But mostly, getting the food industry to take water seriously is tough. Most commercial kitchens rely on RO-purified water, a process that aggressively filters the water and strips it of most of its natural minerals. “It’s dead water,” Iyer says. “It quenches thirst but does nothing else.” Worse, it sabotages good tea. “If you’re charging ₹450 to ₹500 for a chamomile and brewing it with RO, you’re cheating the guest,” he says. Filtered tap water brings out the taste better.

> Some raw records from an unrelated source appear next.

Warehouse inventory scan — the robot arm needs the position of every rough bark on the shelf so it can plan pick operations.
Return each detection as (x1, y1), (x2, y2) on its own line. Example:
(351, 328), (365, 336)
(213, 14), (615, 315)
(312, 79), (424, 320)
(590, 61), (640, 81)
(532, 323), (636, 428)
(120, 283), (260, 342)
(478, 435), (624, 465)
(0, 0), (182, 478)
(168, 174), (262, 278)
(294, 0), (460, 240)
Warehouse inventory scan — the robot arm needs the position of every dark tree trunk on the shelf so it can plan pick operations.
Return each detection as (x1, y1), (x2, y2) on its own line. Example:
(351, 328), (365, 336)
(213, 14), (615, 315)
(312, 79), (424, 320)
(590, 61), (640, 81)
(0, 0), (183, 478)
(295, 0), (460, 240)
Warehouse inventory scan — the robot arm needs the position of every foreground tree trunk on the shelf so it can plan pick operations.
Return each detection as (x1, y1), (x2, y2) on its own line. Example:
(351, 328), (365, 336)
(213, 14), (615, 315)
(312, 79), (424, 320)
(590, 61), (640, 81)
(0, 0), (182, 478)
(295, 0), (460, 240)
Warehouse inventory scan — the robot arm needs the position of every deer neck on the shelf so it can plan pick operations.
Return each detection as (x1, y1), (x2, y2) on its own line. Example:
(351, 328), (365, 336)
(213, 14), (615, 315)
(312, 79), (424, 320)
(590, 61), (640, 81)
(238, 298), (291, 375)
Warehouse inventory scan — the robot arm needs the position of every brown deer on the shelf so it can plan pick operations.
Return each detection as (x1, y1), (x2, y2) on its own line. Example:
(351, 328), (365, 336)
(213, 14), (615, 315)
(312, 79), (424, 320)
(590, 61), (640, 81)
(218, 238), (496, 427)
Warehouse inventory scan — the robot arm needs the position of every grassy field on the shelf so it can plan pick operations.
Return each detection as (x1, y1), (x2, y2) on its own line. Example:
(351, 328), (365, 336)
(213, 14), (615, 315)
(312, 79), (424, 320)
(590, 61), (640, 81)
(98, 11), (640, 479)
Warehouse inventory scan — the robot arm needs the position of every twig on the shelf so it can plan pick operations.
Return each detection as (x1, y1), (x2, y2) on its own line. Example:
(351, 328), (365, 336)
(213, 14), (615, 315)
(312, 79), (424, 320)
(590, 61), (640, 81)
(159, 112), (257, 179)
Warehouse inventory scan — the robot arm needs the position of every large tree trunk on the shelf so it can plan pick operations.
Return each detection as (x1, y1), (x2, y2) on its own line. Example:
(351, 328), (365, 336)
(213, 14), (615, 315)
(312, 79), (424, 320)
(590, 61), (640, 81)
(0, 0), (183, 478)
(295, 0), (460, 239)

Much of what gets piped into Indian homes is unsafe to drink – even textbooks get this bit right. But with packaged drinking water, we may be giving up an entire bouquet of taste and flavour. High-quality water should not just be clean, it should come from a single source, with high levels of minerals such as calcium and magnesium. It’s what the industry calls fine or premium water, and stirs in some derision. Because fine water can cost up to 10 times more.
At posh restaurants worldwide, water menus are already part of the experience. Three Bays from Australia claims to come from a three-billion-year-old aquifer. Donat MG from Slovenia advertises 6,200 mg per litre of magnesium (regular hard water doesn’t have more than 40 mg per litre). Svalbardi is sourced from melting Arctic icebergs in Norway. And water from Bhutan is said to be rich in calcium.
Premium water makes up less than 1% of India’s bottled water market. And Iyer’s job is made doubly tough by bottled-water companies who also market ocean water, mushroom water, collagen water, alkaline water and black water, exaggerating their health benefits. “Just because celebrities drink it doesn’t mean it’s good for you,” he warns. “They also have elite healthcare and private chefs. That’s not your reality.”
Drink water that is clean. Drink it to stay hydrated. Don’t expect it to help you lose weight or improve immunity. If you can afford it, pick a brand that offers single-source water. And if you enjoy the taste, drink more of it. It’s not that complicated. “Even if you can’t switch entirely, know what you’re drinking. At least stop calling it tasteless.”